We digested the fragments in two chunks, focusing on the Introduction and first half in one class, followed by the last 10 fragments. This worked well because it enabled students to read the second set with the insights of our first discussion in mind. In my own reading of the fragments, which were completely new to me as a genre, I kept noticing the constant descriptions of weeping. While I’m familiar with the tearful mode of many a deathbed scene in a Sentimentalist novel, I found the almost cartoonish depictions of weeping in the “Sentimental Fragments” peculiar in their lack of effect. Rather than making me feel weepy as when a beloved character dies, the fragments depict characters weeping “I wept the tears of briny sorrow” (11) over and over again, often over a corpse whom we’ve had no chance to come to care about. As I shared these observations with the class, and we tried to imagine how these textual moments might have been received differently for early American readers, we found ourselves thinking about meme culture and the way that the repetition of gifs and images of characters and scenes today functions as a shorthand for all kinds of sentiments. In short, the “Sentimental Fragments” challenged us to think differently about the way we read and write in fragments in our moment.

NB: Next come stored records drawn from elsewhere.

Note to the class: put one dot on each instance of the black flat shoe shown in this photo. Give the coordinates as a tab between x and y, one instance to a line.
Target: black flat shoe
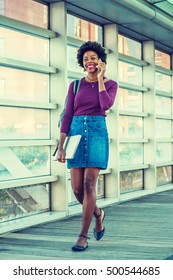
78	248
99	234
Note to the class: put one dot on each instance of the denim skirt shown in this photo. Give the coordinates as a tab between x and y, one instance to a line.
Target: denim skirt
93	149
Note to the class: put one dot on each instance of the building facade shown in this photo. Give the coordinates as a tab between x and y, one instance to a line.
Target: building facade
38	44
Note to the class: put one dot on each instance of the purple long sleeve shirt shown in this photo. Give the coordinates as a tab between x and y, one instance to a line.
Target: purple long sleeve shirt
88	101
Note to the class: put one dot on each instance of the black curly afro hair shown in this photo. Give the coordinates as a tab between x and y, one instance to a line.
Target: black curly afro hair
91	46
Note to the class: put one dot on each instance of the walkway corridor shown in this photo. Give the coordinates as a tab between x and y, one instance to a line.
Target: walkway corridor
141	229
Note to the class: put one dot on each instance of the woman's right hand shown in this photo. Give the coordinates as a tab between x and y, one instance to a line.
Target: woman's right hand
61	155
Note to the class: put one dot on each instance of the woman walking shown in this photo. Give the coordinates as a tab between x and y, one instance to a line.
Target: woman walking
85	115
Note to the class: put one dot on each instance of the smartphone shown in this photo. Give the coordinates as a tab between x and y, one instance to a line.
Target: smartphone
99	69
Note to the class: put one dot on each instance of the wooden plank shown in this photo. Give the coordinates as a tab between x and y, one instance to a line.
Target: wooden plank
140	229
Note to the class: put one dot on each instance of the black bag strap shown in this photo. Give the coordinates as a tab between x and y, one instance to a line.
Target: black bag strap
76	86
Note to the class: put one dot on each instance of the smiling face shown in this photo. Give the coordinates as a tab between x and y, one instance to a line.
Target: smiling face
90	61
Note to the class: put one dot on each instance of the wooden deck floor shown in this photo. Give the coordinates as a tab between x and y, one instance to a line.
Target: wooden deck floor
141	229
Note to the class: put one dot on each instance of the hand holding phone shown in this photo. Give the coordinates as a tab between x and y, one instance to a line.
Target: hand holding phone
98	67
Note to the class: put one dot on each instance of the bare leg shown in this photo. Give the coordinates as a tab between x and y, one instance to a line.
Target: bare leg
84	187
77	181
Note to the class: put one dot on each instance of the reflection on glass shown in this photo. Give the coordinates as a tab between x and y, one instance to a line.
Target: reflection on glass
24	47
22	123
129	47
163	128
29	11
130	100
24	162
131	127
129	73
24	85
163	152
131	181
82	29
20	202
162	59
163	105
131	154
163	82
164	175
71	60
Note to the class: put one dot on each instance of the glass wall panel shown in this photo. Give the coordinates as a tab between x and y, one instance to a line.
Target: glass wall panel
164	175
162	59
131	127
163	128
163	82
22	123
24	162
24	47
131	181
83	30
163	153
129	47
129	73
28	11
18	202
163	105
24	85
130	100
131	154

The class’ favorite fragment, by far, was “Sentimental Perfumery,” which functions as a beauty advertisement for all the things a goodly sentimental woman should have in her toilet, including “Innocence.—A white paint, which will stand for a considerable time, if not abused. Modesty:–Very best rouge, giving a becoming bloom to the cheek,” and my favorite, “Tears of Pity:–A water, that gives lustre and brightness to the eye” (10-11). While some of the literary techniques in the packet felt somewhat ineffective to us as modern readers, this particular fragment’s play with sentimentalized beauty norms felt quite familiar to those of us well-acquainted with modern cosmetic industry. The overlaps between this mock advertisement and the actual advertising in today’s cosmetic industry were too obvious to ignore. I once used a facewash unironically called “Purity” by a brand that also sells a signature moisturizer, “Hope in a Jar.” Students drew the class’ attention to Youtube humorists who have satirized these trends mercilessly, including this mock make-up tutorial (https://www.youtube.com/watch?v=1HZuFmX0p5g) which lampoons the self-helpy messaging by telling viewers to use a facewash called “honesty” because “I feel like it gets rid of all those lies we tell ourselves.” This hilarious satirical contouring tutorial (https://www.youtube.com/watch?time_continue=1&v=zJaaLXZwmsU) takes it a step further, as the creator Sailor J quips, “Make-up is for women who want husbands — contouring is for women who want to leach the souls of their dead lovers, and collect the inheritance of their ex-boyfriends who disappeared under mysterious circumstances” As you might imagine, these discussions bridged beautifully into our next and final reading of the semester, Hannah Webster Foster’s The Coquette, to which students brought sharp inquiry into questions of gendered literary form and female agency.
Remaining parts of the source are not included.